Applicability. These proposed regulations extend only to contracts that are subject to the Cost Accounting Standards.

Contractors’ counterfeit electronic part avoidance and detection systems. The new proposed regulations (and corresponding DFARS clauses) outline the various required elements of an acceptable counterfeit electronic part avoidance and detection system. All such systems must, at a minimum, address the following items: the training of personnel; electronic part inspection and testing; processes to abolish counterfeit part proliferation; traceability of parts to suppliers; use and qualification of trusted suppliers; reporting and quarantining of counterfeit and suspect counterfeit electronic parts; methodologies to identify suspect counterfeit parts and to quickly determine if a suspect part is, in fact, counterfeit; the design, operation, and maintenance of systems to detect and avoid counterfeit and suspect counterfeit electronic parts; and the flow down of counterfeit detection and avoidance requirements to subcontractors. In the event a contractor fails to maintain an adequate purchasing system (which includes the detection and avoidance system requirements outlined above if applicable), the contracting officer is entitled to withhold payments, assuming the rule is implemented as proposed.
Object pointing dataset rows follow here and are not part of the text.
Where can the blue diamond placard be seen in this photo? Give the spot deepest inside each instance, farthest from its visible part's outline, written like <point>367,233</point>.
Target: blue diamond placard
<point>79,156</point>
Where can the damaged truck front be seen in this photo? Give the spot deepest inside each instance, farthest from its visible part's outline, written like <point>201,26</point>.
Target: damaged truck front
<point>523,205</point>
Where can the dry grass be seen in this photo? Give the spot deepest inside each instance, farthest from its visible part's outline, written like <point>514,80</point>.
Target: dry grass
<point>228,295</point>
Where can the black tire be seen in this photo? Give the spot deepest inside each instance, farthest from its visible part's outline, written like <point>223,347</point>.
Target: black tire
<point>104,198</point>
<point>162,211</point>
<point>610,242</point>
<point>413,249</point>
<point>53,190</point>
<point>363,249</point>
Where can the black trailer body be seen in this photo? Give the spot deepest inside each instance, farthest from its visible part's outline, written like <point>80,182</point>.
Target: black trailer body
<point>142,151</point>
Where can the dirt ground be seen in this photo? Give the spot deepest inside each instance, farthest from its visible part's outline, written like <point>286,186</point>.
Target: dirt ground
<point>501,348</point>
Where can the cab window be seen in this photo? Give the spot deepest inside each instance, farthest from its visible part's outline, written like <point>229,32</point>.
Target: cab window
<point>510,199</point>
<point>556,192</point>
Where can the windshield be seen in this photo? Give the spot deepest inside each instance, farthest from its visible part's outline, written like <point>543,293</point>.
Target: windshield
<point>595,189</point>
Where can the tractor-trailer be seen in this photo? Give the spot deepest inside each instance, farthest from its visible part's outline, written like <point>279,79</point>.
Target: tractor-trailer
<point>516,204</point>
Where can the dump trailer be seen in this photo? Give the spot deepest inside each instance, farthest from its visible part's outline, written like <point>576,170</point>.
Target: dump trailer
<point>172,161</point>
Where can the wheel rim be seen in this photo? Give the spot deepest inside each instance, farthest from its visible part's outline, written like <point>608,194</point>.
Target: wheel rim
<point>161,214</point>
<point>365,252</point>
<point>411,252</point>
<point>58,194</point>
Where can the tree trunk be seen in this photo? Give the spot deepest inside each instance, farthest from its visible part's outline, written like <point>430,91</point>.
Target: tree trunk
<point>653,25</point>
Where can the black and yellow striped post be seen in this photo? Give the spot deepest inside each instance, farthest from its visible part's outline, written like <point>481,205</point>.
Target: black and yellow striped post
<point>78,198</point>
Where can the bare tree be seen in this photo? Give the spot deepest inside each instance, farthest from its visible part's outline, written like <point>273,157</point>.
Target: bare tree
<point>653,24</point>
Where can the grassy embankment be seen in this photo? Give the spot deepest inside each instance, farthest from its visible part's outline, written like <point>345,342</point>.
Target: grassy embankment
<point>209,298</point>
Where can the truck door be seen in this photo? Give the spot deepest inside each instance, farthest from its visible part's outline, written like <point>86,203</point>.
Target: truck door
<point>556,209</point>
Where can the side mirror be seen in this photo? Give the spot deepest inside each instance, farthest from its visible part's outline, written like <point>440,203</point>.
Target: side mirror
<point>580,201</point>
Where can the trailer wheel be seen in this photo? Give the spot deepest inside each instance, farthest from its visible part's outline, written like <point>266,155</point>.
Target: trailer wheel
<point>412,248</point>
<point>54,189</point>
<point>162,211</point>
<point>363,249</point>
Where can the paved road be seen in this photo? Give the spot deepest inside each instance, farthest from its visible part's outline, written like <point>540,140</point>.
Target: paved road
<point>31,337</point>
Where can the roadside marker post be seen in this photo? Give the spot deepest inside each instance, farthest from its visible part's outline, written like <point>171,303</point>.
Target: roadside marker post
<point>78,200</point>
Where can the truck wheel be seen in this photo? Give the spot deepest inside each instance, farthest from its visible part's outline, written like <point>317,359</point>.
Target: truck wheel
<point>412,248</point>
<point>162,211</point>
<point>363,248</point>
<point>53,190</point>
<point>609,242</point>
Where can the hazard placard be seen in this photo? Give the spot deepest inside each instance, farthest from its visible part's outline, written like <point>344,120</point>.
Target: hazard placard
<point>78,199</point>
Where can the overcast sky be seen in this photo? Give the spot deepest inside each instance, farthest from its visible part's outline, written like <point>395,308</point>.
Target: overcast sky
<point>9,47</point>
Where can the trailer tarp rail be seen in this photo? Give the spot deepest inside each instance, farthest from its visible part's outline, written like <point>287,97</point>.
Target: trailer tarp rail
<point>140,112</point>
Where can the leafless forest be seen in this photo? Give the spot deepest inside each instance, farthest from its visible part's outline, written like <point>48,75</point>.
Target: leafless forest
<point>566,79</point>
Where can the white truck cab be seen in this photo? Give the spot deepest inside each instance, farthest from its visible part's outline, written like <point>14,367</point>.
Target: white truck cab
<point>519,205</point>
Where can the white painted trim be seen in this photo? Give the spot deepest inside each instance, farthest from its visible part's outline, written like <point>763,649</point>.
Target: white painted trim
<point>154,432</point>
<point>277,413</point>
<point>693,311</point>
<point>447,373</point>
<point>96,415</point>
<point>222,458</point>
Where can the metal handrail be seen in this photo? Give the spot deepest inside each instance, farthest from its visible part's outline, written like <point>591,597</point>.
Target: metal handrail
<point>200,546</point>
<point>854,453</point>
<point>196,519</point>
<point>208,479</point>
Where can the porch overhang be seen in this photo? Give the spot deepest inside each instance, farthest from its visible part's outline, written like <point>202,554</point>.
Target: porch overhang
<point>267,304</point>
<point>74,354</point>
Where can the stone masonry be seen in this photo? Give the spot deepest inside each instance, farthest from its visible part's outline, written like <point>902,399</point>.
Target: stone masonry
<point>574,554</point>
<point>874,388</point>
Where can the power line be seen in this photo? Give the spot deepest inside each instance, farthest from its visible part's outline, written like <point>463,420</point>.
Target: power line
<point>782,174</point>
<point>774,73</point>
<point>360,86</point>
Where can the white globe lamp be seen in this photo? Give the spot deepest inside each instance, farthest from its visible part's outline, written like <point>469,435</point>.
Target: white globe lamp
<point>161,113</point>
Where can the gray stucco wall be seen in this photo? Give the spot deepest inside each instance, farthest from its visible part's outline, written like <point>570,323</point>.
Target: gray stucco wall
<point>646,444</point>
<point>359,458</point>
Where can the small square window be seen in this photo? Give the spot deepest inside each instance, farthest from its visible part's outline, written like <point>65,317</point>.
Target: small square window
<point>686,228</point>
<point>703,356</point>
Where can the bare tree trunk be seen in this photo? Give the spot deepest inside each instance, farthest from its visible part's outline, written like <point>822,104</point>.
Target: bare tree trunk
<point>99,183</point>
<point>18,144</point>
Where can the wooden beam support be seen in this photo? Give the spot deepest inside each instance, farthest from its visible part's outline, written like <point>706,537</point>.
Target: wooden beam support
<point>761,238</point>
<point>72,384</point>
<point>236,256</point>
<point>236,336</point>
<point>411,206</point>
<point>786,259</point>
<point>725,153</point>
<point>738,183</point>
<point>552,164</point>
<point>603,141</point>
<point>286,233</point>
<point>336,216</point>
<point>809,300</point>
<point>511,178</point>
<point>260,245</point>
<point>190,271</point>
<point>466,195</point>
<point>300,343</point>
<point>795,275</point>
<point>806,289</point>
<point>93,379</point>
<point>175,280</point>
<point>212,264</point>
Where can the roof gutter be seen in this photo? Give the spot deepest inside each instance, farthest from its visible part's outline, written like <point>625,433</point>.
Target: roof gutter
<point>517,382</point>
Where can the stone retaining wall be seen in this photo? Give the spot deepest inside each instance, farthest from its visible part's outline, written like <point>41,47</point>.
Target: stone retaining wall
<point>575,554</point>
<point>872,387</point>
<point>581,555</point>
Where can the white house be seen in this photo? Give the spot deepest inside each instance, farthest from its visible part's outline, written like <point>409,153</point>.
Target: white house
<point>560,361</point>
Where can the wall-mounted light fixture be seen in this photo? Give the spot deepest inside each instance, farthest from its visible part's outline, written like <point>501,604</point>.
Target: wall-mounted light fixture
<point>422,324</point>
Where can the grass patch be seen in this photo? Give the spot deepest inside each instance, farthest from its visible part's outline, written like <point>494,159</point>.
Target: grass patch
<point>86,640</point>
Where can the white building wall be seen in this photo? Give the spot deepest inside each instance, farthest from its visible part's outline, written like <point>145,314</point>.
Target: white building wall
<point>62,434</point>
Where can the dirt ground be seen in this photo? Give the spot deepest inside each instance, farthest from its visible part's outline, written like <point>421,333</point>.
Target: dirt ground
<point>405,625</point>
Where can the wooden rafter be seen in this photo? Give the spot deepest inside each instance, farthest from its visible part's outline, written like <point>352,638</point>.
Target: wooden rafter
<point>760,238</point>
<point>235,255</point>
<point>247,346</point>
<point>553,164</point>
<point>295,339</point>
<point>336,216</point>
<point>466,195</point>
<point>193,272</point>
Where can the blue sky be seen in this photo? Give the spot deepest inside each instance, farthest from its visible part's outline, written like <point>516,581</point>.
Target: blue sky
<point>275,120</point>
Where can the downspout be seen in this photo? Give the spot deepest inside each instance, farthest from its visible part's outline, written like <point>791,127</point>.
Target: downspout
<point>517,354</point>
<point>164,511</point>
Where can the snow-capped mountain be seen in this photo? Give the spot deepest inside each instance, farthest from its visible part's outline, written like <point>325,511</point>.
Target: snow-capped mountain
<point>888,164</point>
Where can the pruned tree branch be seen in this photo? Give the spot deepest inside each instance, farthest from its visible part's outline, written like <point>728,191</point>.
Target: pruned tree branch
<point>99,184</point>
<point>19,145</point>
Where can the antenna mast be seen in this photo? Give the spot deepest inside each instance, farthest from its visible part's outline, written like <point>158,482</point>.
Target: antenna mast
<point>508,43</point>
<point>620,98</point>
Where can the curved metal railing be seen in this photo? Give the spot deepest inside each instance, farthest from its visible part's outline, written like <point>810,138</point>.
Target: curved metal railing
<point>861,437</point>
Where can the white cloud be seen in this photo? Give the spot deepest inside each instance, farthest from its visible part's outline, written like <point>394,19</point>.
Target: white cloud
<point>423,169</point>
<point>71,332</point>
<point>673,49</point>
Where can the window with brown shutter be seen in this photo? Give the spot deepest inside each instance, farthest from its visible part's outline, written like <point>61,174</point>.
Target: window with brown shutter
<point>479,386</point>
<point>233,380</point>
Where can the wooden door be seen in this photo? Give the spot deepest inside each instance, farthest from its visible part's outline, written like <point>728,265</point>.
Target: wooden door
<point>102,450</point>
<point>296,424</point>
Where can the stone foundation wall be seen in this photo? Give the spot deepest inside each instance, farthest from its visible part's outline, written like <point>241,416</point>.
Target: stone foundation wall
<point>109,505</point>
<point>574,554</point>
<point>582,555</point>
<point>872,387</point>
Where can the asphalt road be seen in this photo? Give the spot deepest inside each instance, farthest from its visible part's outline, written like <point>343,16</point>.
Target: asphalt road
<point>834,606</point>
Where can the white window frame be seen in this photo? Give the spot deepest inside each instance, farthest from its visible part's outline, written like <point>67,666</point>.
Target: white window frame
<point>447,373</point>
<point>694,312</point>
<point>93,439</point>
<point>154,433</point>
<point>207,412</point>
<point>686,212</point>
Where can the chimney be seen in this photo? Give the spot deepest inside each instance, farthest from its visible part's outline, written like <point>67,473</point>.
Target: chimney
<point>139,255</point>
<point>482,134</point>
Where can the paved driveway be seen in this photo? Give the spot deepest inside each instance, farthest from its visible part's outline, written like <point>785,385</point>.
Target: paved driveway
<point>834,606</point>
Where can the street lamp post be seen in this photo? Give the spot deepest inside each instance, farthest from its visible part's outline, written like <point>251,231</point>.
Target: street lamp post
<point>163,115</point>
Unallowability of costs. Finally, the proposed regulations explain that contractors cannot recover the costs incurred for any rework or corrective action resulting from the inclusion of counterfeit electronic parts or suspect counterfeit electronic parts. Although a safe harbor exclusion exists, that exclusion is narrow, and limited to situations where the contractor has a DoD approved system to detect and avoid counterfeit and suspect counterfeit electronic parts, the counterfeit or suspect counterfeit electronic parts are Government-furnished property, and the contractor provides timely notice to the Government. Given the narrow scope of this exception, this so-called safe harbor is likely to raise some questions.

This blog will continue to discuss these new regulations and their impact on contractors in the coming weeks.